Location
- Royal Road, La Paix Piton Mauritius
- Coordinates: 20°05′54″S 57°37′59″E﻿ / ﻿20.098215°S 57.633103°E

Information
- School type: Secondary School
- Motto: Scientia Salus Est (knowledge opens all the doors)
- Founded: 29 May 2002
- School district: Riviere Du Rempart District
- Authority: Ministry of education, Mauritius
- Category: Education
- Rector: Mr. S. Dhunookdharee
- Gender: Boys
- Average class size: 35 Students
- Classes offered: Form 1 Form 2 Form 3 Form 4 & 5 (SC) Lower 6 and Upper 6 (HSC)
- Schedule: 08:00-14:30
- Classrooms: 36 normal classes 11 science laboratories 2 IT laboratories 4 DT workshops />4 Food & textile classrooms
- Colours: White and Black
- Nickname: PSC

= Piton State College =

Mauritian Governmental College

Piton State College (PSC) is a state secondary school based in Piton, Mauritius.
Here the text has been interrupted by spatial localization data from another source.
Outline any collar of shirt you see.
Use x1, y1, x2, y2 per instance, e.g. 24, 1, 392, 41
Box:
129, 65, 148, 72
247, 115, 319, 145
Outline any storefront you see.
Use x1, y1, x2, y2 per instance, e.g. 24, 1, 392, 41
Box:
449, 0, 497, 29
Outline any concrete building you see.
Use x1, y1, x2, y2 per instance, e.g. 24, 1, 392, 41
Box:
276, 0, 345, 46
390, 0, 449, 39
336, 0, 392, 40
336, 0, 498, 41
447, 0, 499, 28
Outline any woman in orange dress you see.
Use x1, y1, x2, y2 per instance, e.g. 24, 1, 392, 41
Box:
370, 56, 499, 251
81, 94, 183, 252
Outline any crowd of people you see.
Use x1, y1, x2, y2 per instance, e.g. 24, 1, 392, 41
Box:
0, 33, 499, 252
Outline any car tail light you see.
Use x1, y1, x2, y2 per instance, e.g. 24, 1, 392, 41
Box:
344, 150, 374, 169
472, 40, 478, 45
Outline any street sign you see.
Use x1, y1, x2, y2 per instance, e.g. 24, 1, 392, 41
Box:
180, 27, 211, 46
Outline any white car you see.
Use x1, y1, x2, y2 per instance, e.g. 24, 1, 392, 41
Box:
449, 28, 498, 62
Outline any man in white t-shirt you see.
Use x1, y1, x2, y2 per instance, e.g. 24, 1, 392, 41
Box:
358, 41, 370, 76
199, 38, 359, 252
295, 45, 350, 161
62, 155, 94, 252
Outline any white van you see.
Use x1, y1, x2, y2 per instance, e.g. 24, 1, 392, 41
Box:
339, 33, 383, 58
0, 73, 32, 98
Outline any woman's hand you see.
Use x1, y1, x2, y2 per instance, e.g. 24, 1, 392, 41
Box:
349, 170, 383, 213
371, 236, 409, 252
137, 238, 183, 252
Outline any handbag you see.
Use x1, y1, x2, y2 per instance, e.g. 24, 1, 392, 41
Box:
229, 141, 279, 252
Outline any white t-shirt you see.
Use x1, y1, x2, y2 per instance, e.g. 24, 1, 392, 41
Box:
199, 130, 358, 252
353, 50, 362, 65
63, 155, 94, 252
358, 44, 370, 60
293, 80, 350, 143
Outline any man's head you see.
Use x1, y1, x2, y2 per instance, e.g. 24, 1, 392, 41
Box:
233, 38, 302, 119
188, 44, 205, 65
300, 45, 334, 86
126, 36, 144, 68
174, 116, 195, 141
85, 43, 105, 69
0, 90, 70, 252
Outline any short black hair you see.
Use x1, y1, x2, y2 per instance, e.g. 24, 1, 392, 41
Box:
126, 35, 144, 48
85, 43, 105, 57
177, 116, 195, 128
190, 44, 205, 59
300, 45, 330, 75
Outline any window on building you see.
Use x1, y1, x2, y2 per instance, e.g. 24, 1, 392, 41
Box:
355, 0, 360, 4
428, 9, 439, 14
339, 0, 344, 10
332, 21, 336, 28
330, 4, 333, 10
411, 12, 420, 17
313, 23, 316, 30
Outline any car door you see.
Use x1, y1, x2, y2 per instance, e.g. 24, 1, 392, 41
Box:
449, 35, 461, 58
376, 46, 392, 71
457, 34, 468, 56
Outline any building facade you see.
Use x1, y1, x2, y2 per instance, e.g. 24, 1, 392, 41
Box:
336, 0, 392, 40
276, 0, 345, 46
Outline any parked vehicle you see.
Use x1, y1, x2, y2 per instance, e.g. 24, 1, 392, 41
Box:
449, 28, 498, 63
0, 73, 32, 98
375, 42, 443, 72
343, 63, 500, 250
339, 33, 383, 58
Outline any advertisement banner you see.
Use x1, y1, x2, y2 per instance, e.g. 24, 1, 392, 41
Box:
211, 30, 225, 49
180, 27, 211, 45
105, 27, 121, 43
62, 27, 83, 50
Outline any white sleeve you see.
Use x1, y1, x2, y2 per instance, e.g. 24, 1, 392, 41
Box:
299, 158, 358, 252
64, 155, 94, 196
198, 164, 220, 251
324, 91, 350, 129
Students are prepared for the School Certificate and the Higher School Certificate that are carried out through the Cambridge International Examinations(CIE). Piton State College is owned and controlled by the Government of Mauritius through the Ministry of Education of Mauritius.

==History==
The Foundation Stone was laid on 29 May 2002 and the inauguration was done on 7 November 2003. The school was given the name Piton Form VI College (Boys) on 29 May 2002 and was renamed Piton State College on 7 November 2003. In January 2006, as a result of a policy decision of the Government, the school started admitting pupils from form I -VI. The school population is around 863 students, number of teaching staff is 53 and number of non-teaching staff is 17. Leckraj Sharma Hurbhookun became the first laureate in 2019.